The next best thing would be to call in an air-strike from F-117s or B-2s to destroy the EP-3E on the ground.
Personally, I'd prefer not to go to war with the Chinese if that is okay.

...a responsibility we failed to consummate...
The crew is home, no one is dead, they will not gain the collected intelligence. Therefore we did come out of this ahead, admittedly just by a bare margin. This is an airplane, the Chinese still do not know what it is that we were after or how much other information we have collected. Therefore I would call the mission a success in a small respect in that they have no idea what it was we have (in terms of previously collected intelligence,) or had onboard that particular airplane. Again most importantly, the twenty-four members of the aircrew are home safely with a hell of a story.

SkiBum5: Yes and no. The explosives themselves are very stable (if you subject 'plastic' explosives to sudden shock while they are on fire they will detonate,) however the systems that are used to activate these devices are electrical in nature.
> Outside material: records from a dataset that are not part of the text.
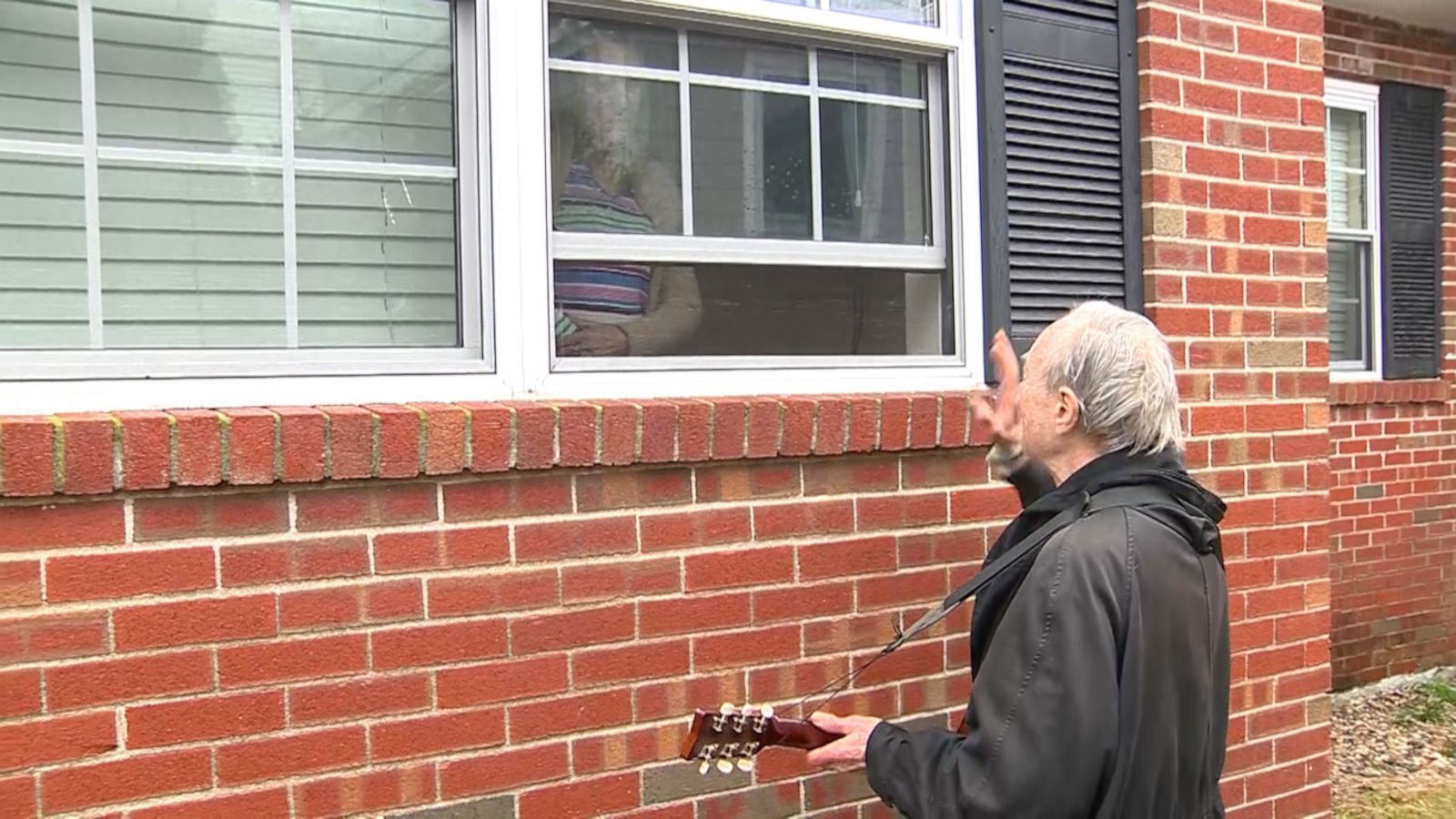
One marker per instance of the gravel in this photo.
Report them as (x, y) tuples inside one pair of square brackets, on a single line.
[(1395, 736)]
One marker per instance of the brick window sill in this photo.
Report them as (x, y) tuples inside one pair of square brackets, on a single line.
[(1416, 390), (98, 453)]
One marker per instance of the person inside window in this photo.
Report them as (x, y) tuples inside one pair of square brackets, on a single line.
[(608, 177)]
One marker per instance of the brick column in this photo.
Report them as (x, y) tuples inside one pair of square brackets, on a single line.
[(1234, 194)]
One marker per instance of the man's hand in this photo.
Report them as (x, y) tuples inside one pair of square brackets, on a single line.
[(1002, 414), (596, 339), (848, 753)]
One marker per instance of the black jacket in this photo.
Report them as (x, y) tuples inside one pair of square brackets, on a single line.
[(1106, 690)]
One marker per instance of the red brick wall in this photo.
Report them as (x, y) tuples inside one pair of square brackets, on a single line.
[(1394, 460), (1235, 220), (490, 614)]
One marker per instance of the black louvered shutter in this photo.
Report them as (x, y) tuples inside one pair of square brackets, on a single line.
[(1411, 124), (1059, 143)]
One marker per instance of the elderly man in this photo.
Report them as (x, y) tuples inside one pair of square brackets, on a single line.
[(1101, 661)]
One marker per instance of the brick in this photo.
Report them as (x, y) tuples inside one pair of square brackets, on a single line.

This is where the failures will start and most certainly will kill people.
The aircraft itself is a part of U.S. territory, however the plane is currently on Chinese soil. If the U.S. were to destroy the plane we would be also responsible for the collateral damage done to the airfield and the potential risks to their citizens. ' Possession is nine-tenths of the law' or so the saying goes. We need to get the airframe back, although getting the Chinese to allow U.S. military technicians/aircrew into the country in order to repair/pilot the plane is a sticky situation. They have every legal right to deny anyone they wish entrance into the country just as we do.
In a strictly tactical sense the Chinese should have shot the plane out of the sky before/after the collision and then made up whatever story they wanted to later. Second guessing accomplishes extremely few things in this situation as what has happened is already over, and it now lies in the purview of the diplomats.